Depuis le début des années soixante, l’Atelier d’urbanisme de la Ville de Lyon planche sur le projet d’aménagement de la Part-Dieu sous l’égide de Charles Delfante. Se dessine l’image d’un centre décisionnel au sein d’une « métropole d’équilibre » qui veut s’affirmer dans le paysage national voir international. Ce centre de décision privé et public doit accueillir une gare, des bureaux, un centre commercial, des logements et un centre culturel regroupant divers équipements : bibliothèque municipale, maison de la radio, salles d’exposition, cinémas, un auditorium partagé entre l’orchestre philarmonique et l’ORTF et même un théâtre. André Malraux, alors ministre des Affaires culturelles, appuie la création d’une maison de la culture à La Part-Dieu, où il aimerait voir s’installer Roger Planchon. L’architecte Paul Chemetov est désigné pour concevoir le projet avec Charles Delfante.

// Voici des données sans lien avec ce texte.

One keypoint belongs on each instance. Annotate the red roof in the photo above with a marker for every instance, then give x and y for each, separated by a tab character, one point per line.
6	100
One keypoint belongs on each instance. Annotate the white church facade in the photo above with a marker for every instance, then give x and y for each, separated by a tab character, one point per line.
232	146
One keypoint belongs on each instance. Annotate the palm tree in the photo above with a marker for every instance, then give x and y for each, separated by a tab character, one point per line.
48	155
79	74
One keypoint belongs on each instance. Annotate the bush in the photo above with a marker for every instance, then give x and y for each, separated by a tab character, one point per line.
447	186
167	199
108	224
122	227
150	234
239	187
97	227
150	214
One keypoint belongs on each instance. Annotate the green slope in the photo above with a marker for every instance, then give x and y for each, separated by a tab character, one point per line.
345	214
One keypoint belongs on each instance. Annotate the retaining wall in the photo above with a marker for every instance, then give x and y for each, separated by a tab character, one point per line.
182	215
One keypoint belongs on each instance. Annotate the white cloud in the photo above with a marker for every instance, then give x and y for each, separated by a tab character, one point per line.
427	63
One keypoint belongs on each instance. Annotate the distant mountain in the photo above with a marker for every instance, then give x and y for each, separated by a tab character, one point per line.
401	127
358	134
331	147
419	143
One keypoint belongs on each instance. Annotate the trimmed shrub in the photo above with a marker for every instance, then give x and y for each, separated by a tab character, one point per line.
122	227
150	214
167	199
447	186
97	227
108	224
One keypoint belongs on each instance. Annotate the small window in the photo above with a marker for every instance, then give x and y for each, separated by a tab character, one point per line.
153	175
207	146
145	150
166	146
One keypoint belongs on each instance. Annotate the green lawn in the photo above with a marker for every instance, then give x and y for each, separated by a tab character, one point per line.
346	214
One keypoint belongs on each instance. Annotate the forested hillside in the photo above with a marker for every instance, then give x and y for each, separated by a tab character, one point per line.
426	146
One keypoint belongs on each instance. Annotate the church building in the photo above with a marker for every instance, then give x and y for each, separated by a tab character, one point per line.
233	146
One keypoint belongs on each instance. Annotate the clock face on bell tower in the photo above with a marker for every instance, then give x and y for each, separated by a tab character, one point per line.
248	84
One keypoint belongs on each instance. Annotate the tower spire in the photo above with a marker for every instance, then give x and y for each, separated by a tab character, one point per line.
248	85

Un accord de principe est trouvé en 1966 avec la mairie de Lyon pour la construction d’une maison de la culture contenant une salle polyvalente de 2000 places, mais Louis Pradel refuse finalement de se laisser imposer le projet ministériel. Exit la maison de la culture et sa salle polyvalente, on construira en revanche une salle qui fera une seule chose et la fera bien : de la musique ! Delfante défend ce choix dans la revue Résonance de mai 1972 :
« Peut-on espérer alors qu’une voix aussi compétente que celle de George Solti… fera enfin taire les grincheux qui auraient voulu que l’auditorium de la Part-Dieu soit un théâtre, un théâtre d’essai, une salle de cinéma, de conférences, un opéra, une salle de meeting… que sais-je encore ? Nous avons un magnifique orchestre Rhône-Alpes, ayons donc un bon auditorium. S’il est bon pour la musique, je gage qu’on saura bien l’utiliser à d’autres fins ; mais qu’il soit, avant tout, bon pour la musique. ».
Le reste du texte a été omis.